Wednesday, September 18, 2013

We the People: No American involvement in another Civil War

The American people led the way on the question of whether our government should intervene in Syria's Civil War. We the people moderated the Obama administration's impulse to bomb.

We remember Iraq and Afghanistan. Senseless wars, without outcomes.  We have some inkling of the complexities of the Syrian situation and the Middle East region. Shiites vs. Sunnis, Hezbollah vs. Al Qaeda. Violence without end.  A no-win situation. What extreme Islamist religious groups will benefit from our military intervention in the long run?   

The American people know it's a tight line, a fine line, not a "red line." 

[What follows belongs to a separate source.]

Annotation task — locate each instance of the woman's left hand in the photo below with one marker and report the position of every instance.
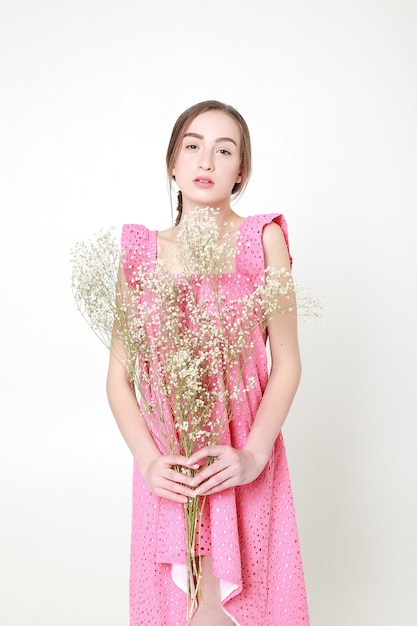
(230, 468)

Nor did we like the implication that somehow we were less humanitarian than the president and his advisors about the use of chemical weapons.  We were, and remain, outraged. But, we also hoped the president would be true to his word when he ran for reelection: explore options to war as forcefully as a military response.  Putin one-upped him on that.

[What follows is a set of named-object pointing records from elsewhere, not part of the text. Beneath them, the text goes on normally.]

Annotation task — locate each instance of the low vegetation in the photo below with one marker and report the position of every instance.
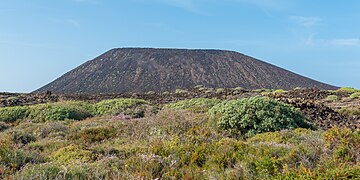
(249, 138)
(250, 116)
(195, 105)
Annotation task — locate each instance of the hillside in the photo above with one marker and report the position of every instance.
(145, 69)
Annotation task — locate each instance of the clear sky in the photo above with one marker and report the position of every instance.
(42, 39)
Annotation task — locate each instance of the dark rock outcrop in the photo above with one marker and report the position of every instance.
(145, 69)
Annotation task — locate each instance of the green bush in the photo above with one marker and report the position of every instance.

In a recent op ed piece in the NYT (15 September 2013),  Frank Bruni spelled out in grisly detail "What War Means."

"Where did our thousands dead and wounded and maimed get us in Iraq and Afghanistan?   Here are some other relevant figures. Our country sent more than two million men and women to fight in Iraq and Afghanistan. More than 6,500 of them are dead. Tens of thousands were physically injured, including some 1,500 amputees. Iraq and Afghanistan were minefields, literally and metaphorically, rife with improvised explosive devices, or I.E.D.’s. They were easy places to lose a limb.
Of the two-million-plus Americans who spent time there, “studies suggest that 20 to 30 percent have come home with post-traumatic stress disorder,” writes David Finkel in his beautiful and heartbreaking new book, “Thank You for Your Service,” which was excerpted in The New Yorker recently and will be published next month. 'Depression, anxiety, nightmares, memory problems, personality changes, suicidal thoughts: every war has its after-war, and so it is with the wars of Iraq and Afghanistan, which have created some five hundred thousand mentally wounded American veterans'.”
We the people are seldom unanimous on major issues; we are Red and Blue and Gray. We are conservative, liberal and moderate.  But somehow we were united, loud and clear, on getting into Syria.  We do not want another Iraq or another Afghanistan.